Did you know you were a storyteller?
- Jim Morein

- Dec 12
- 3 min read
Early on in college while I was at Berkeley, a neuroscientist specializing in learning and memory had concluded from years of research that our brains are designed to learn and remember best through stories. She said, think of the difference between trying to remember a bunch of facts on note card versus the detail you can easily recall from some interesting gossip you heard one time from a friend. Everyone in the class laughed because they knew it was true. Our minds are tuned for story telling.
Reflecting on this from a therapeutic perspective, I have observed that this ability of ours is also used to create stories about ourselves based on thoughts and feelings connected to significant experiences in our lives. For example, I may be working with a middle schooler who tells me, ‘Ever since they posted that about me, my friends have been acting different. Some of them even stopped talking to me.’ The strong feelings of rejection and worries about fitting in quickly generate a global story that might take the shape of, ‘I’m weird and no one likes me.’ While I believe this ability we have serves to make meaning and sense of our lives, stories like this are very painful and limiting, and they can affect how we behave in the future. That middle schooler may now avoid potential social encounters for fear of reconfirming that new belief or behave in an unfriendly way that anticipates further rejection. Either behavior would reinforce the belief that they are indeed weird, and no one likes them, creating a negative feedback loop.

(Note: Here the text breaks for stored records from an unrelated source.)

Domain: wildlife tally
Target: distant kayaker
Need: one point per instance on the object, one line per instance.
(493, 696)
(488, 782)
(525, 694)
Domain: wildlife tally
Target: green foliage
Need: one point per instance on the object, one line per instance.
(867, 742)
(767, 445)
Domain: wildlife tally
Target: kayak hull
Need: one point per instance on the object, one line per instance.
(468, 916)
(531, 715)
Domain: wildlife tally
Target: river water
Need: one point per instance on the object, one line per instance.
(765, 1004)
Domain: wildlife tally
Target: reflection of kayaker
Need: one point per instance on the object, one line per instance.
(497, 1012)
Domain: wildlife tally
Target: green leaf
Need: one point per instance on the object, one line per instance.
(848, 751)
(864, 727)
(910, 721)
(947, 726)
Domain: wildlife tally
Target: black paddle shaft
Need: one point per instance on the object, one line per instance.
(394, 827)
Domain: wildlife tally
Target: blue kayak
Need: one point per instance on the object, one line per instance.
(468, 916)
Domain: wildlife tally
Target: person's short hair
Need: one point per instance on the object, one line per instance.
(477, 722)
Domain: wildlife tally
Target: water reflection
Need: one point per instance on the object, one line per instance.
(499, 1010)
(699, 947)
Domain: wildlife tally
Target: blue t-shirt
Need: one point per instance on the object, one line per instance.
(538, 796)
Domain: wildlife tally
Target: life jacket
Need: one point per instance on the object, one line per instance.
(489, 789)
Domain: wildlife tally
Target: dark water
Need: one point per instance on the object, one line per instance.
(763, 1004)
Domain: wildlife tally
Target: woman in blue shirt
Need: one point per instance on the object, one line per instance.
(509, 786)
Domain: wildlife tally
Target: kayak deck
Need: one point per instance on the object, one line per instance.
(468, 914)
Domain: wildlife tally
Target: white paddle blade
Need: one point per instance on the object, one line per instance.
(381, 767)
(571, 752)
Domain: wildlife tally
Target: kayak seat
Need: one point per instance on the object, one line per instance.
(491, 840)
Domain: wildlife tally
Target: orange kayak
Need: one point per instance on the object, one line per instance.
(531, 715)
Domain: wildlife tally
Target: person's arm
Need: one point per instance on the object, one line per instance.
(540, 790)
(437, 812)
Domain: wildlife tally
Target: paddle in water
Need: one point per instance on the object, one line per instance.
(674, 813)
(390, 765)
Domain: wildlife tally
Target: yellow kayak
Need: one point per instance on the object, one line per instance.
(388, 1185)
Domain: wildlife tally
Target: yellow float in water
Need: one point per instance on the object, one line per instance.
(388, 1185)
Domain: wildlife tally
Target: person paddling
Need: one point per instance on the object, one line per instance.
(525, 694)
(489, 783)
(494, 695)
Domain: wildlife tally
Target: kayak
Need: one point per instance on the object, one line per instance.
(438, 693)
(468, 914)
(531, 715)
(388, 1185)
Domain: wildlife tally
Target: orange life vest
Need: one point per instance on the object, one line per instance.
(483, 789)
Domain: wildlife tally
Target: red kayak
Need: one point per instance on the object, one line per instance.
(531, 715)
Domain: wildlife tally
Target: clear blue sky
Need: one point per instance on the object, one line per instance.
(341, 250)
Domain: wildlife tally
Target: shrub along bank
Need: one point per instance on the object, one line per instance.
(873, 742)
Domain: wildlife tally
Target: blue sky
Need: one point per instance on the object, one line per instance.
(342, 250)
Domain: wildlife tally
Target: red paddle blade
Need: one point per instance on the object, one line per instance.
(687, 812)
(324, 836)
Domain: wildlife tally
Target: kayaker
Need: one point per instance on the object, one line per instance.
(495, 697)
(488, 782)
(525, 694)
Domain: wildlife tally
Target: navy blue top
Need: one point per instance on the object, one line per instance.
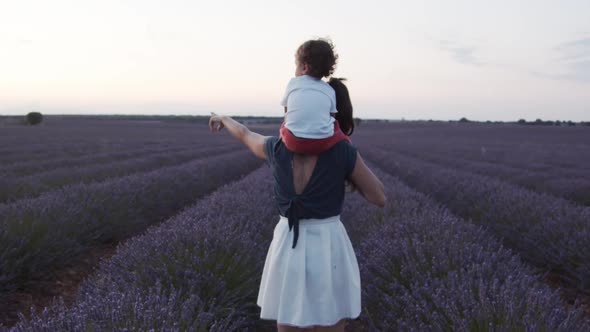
(323, 195)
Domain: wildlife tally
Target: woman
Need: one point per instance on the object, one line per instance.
(311, 279)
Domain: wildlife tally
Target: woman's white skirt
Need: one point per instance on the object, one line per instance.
(315, 283)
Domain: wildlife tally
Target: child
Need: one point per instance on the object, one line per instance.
(317, 114)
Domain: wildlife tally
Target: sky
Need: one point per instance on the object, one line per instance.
(483, 60)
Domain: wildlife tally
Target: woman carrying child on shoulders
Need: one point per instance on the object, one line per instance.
(311, 279)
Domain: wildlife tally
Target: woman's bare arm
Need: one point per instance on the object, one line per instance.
(253, 140)
(367, 184)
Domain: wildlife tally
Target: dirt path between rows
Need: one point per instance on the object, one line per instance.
(65, 283)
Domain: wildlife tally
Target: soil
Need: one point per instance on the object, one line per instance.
(65, 283)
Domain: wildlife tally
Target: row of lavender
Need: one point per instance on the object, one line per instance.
(551, 150)
(421, 269)
(40, 144)
(425, 269)
(22, 168)
(14, 188)
(550, 232)
(40, 234)
(573, 187)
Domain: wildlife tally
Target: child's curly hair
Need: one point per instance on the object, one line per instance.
(319, 55)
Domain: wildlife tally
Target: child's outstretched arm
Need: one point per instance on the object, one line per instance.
(254, 141)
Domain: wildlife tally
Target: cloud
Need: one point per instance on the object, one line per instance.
(463, 54)
(574, 58)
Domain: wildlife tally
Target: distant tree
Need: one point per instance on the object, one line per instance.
(34, 118)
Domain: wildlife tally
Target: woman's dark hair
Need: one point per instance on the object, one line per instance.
(343, 105)
(319, 55)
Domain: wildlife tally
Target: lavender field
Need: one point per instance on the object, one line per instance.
(486, 228)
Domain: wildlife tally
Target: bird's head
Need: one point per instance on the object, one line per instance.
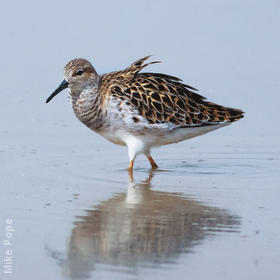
(78, 74)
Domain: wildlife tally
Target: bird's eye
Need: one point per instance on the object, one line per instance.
(80, 72)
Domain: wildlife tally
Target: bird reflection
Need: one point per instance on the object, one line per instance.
(141, 227)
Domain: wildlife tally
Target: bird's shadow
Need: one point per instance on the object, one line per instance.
(139, 227)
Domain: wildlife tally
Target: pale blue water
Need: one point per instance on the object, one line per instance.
(212, 212)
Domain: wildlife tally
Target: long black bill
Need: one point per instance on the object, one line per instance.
(61, 87)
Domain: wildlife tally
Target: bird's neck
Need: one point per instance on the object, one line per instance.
(87, 104)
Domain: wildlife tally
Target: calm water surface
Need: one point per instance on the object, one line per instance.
(210, 212)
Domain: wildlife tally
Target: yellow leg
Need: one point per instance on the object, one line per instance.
(130, 170)
(130, 167)
(152, 162)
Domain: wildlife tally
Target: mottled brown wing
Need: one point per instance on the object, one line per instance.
(163, 98)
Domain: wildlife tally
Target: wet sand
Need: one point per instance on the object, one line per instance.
(68, 208)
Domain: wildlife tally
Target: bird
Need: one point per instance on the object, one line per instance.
(140, 110)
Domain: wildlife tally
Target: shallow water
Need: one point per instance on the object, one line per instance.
(212, 209)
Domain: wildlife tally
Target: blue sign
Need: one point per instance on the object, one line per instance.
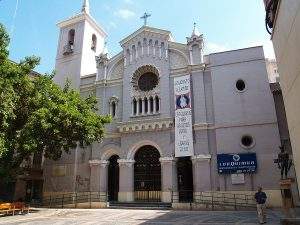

The basic process is, we unconsciously form a simple thought based on something significant that happens, or a series of similar events—maybe we got turned down a few too many times in school, then we latch onto the thought ‘nobody is attracted to me.’ That thought proliferates into a story that we repeatedly tell ourselves. Then we begin behaving in ways that confirm and reinforce that story. After enough reinforcing, it becomes a deeply held belief that is now a core part of our identity—often unnoticed like the air we breathe, but powerful like the wind that carries ships across the ocean, to put it poetically.
Much of my work with adult and teen clients involves first understanding and radically accepting the stories connected to the problems that brought them into therapy. And then eventually moving beyond the stories. Sometimes it is useful to re-write or co-create a new story, but the most powerful is to move beyond all stories and rest in the aliveness of the present moment reality. The long-term effects tend to lead to healthier behaviors that no longer maintain old stories and can potentially change the way one perceives themselves and the world around them. I especially love working with teens because I get to be with them on their early journeys while they are still creating their formative stories, but whether my client is a teen or an adult, it is never too early or too late to see the stories we tell ourselves and decide to step out of them—and see for ourselves what a broader horizon can look like.